Managing Religious & Cultural Diversity in the Pacific – Conference in Samoa

30 April & 1 May 2012 – Law & Religion Conference: Apia, Samoa

Theme:  How best to manage religious diversity so as to create an environment that fosters harmonious relationships between different religious and cultural groups, lessens religious and cultural tensions, and recognizes the human right to religion, and religious freedom, within national, local and traditional contexts.

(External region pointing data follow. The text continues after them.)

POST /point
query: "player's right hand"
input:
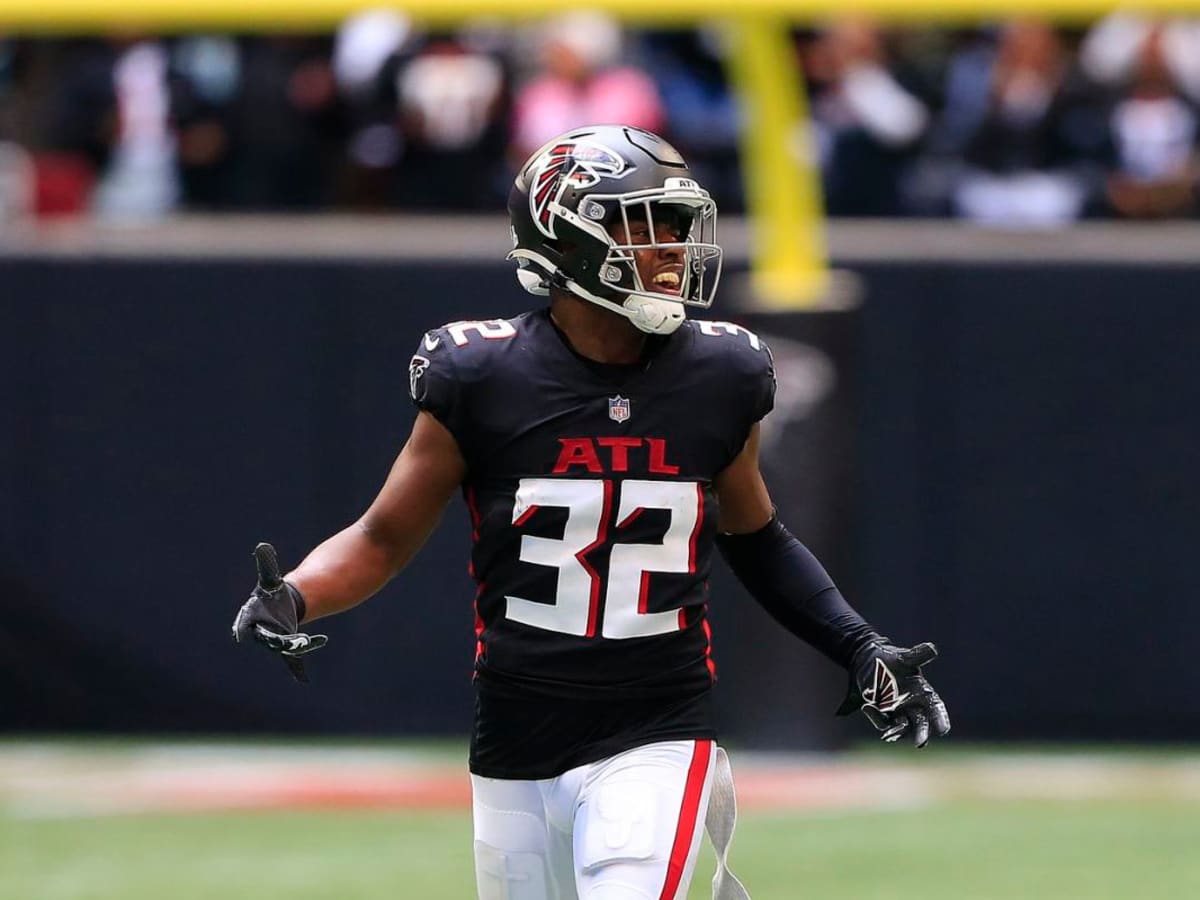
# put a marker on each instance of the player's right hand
(271, 616)
(887, 684)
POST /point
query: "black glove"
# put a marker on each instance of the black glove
(886, 683)
(273, 616)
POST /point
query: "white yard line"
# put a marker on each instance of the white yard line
(49, 780)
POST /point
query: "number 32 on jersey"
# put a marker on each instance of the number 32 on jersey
(589, 523)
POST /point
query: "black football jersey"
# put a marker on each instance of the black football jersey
(593, 513)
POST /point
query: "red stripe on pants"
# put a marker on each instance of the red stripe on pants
(693, 790)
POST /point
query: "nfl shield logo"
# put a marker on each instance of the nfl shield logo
(618, 408)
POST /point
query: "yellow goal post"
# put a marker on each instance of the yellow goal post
(787, 256)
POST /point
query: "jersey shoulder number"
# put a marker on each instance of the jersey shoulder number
(451, 357)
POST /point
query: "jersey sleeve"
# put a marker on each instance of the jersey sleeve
(435, 384)
(761, 384)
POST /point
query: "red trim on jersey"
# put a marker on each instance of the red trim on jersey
(695, 531)
(630, 519)
(708, 646)
(525, 516)
(601, 537)
(645, 593)
(479, 623)
(685, 832)
(473, 508)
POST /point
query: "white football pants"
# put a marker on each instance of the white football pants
(624, 828)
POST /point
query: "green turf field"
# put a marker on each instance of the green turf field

Held at the National University of Samoa. Sponsored by National University of Samoa, Victoria University (New Zealand), International Center for Law and Religion Studies (Utah, USA), UNESCO. 

Conference Topics:

  • Freedom of religion and fundamental principles of democracy: What is religious freedom? What are the fundamental human rights that church and state both need to protect? Is the principle of separation of church and state something to be valued and pursued? 
  • The relationship between government and religion: This section will explore the limits of government intrusion into the religious sphere and religion’s intrusion into the government sphere. It will determine the areas of overlap, as well as those areas where one sector has no role in dictating the programs and processes of the other. 
  • Threats and challenges to religious tolerance: What is fundamentalism and how does it impact detrimentally on both government and religion? How do democratic societies incorporate religious principles without disenfranchising those of the electorate not of the dominant faith? 
  • The lessons of history with respect to religious tolerance: Many military conflicts often had a religious basis or foundation. What must societies do to foster peace through the encouragement of policies of religious tolerance?
  • Ethnicity and religion: In many countries ethnicity and religion are inextricably tied together. What, then, are the values of ethnic tolerance which must be promoted to protect religious freedom but also foster racial harmony and economic prosperity?
  • Culture and religion: The dominant culture of a country may be tied to a particular faith. To what extent should culture and religion be intertwined? Are there risks for religious freedom when cultural considerations dominate religious expression? Should faiths be required to adhere to certain cultural expressions to receive the favour of the communities in which they operate.